If Lord of the Flies met Survivor and the Miss America Pageant, the result would be this enormously funny and satirical book.  A planeload of beauty queens are on their way to the Miss Teen Dream Pageant when their plane crashes.  Miss Texas uses her wealth of survivor skills to lead the group while insisting on regular rehearsals for when they are saved. Miss New Hampshire is a stealth candidate, a journalist who is planning an expose of the whole beauty-vs.-feminist theme, but finds herself sucked into the pageant lifestyle.  Miss New Mexico has a serving tray embedded in her head from the plane crash, but insists she can compete if she wears bangs.  The ending of the book is explosive, in the truest sense of the word, but along the way Bray makes strong statements about pop culture, the media, and pageant girls while writing a great dystopian fantasy.  Ages 13 and up.
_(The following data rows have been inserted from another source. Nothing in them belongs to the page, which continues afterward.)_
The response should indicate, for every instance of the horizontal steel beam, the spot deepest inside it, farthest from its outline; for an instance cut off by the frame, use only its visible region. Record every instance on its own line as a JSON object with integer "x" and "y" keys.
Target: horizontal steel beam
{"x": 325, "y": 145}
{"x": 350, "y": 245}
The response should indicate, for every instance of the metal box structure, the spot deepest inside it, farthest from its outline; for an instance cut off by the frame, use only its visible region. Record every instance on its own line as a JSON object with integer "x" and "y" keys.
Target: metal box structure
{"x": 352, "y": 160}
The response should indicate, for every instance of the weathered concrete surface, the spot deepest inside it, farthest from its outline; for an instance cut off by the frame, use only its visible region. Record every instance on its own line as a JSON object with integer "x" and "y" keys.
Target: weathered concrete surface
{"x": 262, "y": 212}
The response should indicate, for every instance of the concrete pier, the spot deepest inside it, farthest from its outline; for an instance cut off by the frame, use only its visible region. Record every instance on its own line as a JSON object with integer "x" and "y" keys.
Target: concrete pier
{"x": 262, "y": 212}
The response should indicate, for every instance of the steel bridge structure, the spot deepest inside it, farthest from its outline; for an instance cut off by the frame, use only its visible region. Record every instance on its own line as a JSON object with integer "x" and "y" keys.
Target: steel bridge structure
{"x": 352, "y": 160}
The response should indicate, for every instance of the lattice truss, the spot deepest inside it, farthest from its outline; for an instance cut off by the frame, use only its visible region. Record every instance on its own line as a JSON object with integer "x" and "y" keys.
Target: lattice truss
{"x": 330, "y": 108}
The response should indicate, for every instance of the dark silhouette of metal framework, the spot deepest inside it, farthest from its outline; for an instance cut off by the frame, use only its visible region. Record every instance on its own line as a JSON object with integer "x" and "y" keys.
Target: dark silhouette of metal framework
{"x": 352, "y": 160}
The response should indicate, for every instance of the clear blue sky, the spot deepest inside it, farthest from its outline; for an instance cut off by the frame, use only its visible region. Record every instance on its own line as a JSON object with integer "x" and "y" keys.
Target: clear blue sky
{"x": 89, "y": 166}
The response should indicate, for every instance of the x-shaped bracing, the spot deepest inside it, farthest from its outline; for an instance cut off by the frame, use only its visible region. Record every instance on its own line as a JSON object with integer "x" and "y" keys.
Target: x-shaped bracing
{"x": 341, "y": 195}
Uglies, by Scott Westerfeld.

uglies

Before there was The Hunger Games, there was Uglies, Pretties, and Specials, a series of books set in the future where young people are automatically given a total makeover for their sixteenth birthday.  Tally is anxiously awaiting the transformation which will include extensive plastic surgery and a new life among pretty people like themselves.  Seduced into exploring a renegade group that refuses to go through the transformation, Tally is forced to examine her life and her motivations for wanting to become something she is not.  She also discovers that there are sinister implications to the reconstructive surgery that is planned for her, something that will change not only her appearance but also her mind.  This series will take teens on a long exploration of a society of beautiful people with not-so-beautiful inner workings. Ages 12 to 18.

Teaching our children the value of self-acceptance and the virtues of intelligence, exploration, and education instead of carefully crafted appearances is a message that should be conveyed every day, and these books and sites are a great start teaching young people, and especially girls, their own self-worth.